For the most part, these bits of information that we get in the characters' portraits are confirmed by their actions later on. There is one important exception, though: despite the fact that the narrator says of John "jalous he was, and heeld [Alisoun] narwe in cage" (116), John's actions over the course of the tale actually contradict this assessment. This lapse in judgment makes us question our narrator's reliability, and whether or not we should trust some of his other direct characterizations. At the very least, we should be cautious, always weighing our impressions of the characters' actions against what the narrator tells us about them directly.
With John, we hear little about his appearance or habits. The direct characterization we do get (that he is jealous) turns out to be inaccurate. So we must rely almost entirely upon John's actions to learn about his character. John often travels away from Oxford on business, leaving his young wife alone in the company of his young male boarder, suggesting that he is not actually jealous. When Nicholas holes up in his room all day and appears to be in a daze, John worries about him and goes to great trouble to try to revive him.
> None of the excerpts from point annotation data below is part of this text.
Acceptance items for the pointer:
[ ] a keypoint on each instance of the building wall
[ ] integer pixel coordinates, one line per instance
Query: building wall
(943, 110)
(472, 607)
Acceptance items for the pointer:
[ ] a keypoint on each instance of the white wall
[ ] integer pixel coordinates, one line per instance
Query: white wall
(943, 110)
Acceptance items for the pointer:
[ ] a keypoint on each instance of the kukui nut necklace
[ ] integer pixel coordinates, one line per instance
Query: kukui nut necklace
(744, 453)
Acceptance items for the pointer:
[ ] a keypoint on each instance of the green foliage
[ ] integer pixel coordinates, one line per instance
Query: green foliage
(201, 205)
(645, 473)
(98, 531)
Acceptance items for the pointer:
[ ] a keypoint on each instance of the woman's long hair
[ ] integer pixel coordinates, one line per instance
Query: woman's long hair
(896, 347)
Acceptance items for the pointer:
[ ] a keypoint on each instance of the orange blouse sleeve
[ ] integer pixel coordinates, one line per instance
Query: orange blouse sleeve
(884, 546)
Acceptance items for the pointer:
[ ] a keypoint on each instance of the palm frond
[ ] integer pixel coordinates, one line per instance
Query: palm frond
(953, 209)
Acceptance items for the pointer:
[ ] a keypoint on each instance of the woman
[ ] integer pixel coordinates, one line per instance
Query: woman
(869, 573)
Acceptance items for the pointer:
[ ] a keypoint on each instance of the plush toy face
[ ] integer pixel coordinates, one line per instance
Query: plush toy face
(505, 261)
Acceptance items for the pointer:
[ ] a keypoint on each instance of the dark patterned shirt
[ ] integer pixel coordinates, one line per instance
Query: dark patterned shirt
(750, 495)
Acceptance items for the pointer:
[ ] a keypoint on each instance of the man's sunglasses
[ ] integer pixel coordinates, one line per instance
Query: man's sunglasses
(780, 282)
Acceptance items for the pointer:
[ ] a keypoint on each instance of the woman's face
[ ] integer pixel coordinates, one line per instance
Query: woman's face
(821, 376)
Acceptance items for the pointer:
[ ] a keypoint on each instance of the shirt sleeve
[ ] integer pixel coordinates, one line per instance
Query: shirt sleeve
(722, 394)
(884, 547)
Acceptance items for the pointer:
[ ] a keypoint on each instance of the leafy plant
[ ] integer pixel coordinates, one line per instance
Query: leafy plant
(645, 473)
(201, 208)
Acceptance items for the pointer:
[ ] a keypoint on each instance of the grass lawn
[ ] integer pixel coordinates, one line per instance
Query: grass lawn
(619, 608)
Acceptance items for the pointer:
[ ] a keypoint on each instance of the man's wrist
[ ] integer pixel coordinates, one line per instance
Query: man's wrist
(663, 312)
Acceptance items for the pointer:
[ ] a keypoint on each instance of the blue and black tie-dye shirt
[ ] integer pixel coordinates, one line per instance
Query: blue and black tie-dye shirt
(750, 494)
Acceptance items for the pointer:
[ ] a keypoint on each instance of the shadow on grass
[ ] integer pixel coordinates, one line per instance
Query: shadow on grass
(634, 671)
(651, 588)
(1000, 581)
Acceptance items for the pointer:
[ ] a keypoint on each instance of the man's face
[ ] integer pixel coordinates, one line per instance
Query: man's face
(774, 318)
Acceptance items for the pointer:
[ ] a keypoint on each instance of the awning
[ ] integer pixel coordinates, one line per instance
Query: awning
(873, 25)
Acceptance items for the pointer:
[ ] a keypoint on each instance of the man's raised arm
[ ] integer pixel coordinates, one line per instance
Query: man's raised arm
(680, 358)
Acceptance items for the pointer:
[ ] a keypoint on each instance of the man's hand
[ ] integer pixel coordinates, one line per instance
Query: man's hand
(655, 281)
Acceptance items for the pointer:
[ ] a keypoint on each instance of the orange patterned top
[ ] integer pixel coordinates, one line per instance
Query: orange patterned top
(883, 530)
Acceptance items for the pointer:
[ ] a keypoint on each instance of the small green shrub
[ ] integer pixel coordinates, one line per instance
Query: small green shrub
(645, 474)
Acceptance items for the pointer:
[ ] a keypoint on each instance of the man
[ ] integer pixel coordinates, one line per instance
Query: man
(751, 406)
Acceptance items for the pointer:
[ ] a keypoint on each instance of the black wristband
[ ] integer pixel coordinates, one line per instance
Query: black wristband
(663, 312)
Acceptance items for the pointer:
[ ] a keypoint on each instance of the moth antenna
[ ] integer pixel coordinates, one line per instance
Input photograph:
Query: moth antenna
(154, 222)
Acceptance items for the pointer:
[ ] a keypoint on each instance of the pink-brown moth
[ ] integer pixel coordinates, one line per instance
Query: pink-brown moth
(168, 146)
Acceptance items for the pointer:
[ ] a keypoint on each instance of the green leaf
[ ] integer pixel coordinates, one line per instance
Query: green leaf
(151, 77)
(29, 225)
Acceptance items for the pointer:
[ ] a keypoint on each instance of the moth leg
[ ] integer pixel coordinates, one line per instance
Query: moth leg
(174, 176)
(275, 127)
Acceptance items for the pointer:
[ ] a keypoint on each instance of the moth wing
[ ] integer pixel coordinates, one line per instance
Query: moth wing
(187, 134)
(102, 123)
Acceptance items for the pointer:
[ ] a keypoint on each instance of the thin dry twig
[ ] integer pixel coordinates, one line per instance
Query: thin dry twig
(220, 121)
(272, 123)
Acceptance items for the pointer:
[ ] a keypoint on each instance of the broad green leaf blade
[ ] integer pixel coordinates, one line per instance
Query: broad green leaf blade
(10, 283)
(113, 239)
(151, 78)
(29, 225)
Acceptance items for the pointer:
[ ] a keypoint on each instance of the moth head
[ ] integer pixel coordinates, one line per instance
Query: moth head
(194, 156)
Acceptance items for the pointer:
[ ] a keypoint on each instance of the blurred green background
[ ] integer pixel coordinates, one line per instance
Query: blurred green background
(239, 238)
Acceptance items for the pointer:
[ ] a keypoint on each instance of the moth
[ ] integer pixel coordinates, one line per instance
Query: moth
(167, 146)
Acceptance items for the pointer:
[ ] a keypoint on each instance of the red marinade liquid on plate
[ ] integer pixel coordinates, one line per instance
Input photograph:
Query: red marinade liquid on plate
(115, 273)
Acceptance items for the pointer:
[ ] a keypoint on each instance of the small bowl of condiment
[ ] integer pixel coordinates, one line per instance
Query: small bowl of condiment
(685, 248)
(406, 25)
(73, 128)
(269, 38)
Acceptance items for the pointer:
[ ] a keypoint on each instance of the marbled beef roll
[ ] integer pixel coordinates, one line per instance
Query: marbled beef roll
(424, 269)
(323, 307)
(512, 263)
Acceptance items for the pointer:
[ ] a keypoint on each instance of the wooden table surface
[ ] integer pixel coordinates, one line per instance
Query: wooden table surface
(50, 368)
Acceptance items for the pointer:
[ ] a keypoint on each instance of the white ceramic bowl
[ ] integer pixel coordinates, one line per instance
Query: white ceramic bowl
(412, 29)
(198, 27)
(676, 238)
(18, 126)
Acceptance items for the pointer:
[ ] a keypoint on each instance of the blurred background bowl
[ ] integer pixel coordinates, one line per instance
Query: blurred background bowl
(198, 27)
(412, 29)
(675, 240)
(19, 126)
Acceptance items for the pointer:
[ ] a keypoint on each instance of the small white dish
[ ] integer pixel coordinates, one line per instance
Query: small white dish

When he hears of the flood, his sole concern is for Alisoun, whom he takes great pains to save from an imagined doom. Both of these actions suggest that John is a compassionate and caring individual. Finally, John falls for Nicholas's absurd story about the impending flood without any hesitation, suggesting that he is extremely trusting and perhaps not the sharpest tool in the shed.
In the case of the two students, Nicholas and Absolon, their habits tell us important information about their characters. Despite his having studied the liberal arts, most of Nicholas's attention is focused on fortune-telling, suggesting that he longs to distinguish himself by knowing more than other people do, and perhaps more than he should. Nicholas's engagement in illicit affairs tells us that he is fairly unethical, at least when it comes to respecting the marriage bond. Absolon not only excels in his clerkly duties but also runs a barbering business on the side. He is also skilled in various kinds of dance and music. It seems that Absolon likes to distinguish himself through exhibition. Indeed, when he courts Alisoun later on, it is by taking to the stage, both with song and in theater. Absolon is also in the habit of combing his hair meticulously, arranging his clothing perfectly, and chewing herbs to make his breath smell sweet. This obsession with personal grooming aligns with his squeamishness about farting, suggesting a person for whom cleanliness is paramount.
Physical appearance is most important to our understanding of Alisoun's character, but it is also an element in Absolon's characterization. Alisoun's portrait describes her clothing, complexion and body in great detail, relying heavily on metaphors of barnyard animals and plants. The effect of this description, as we mention in the "Characters" section, is to associate Alisoun with animal sexuality and to suggest that she is primarily an object of desire. In the case of Absolon, his golden locks, always meticulously parted down the center, and his carefully-donned outfit and red tights, give us the impression of a person who is extremely concerned with his appearance.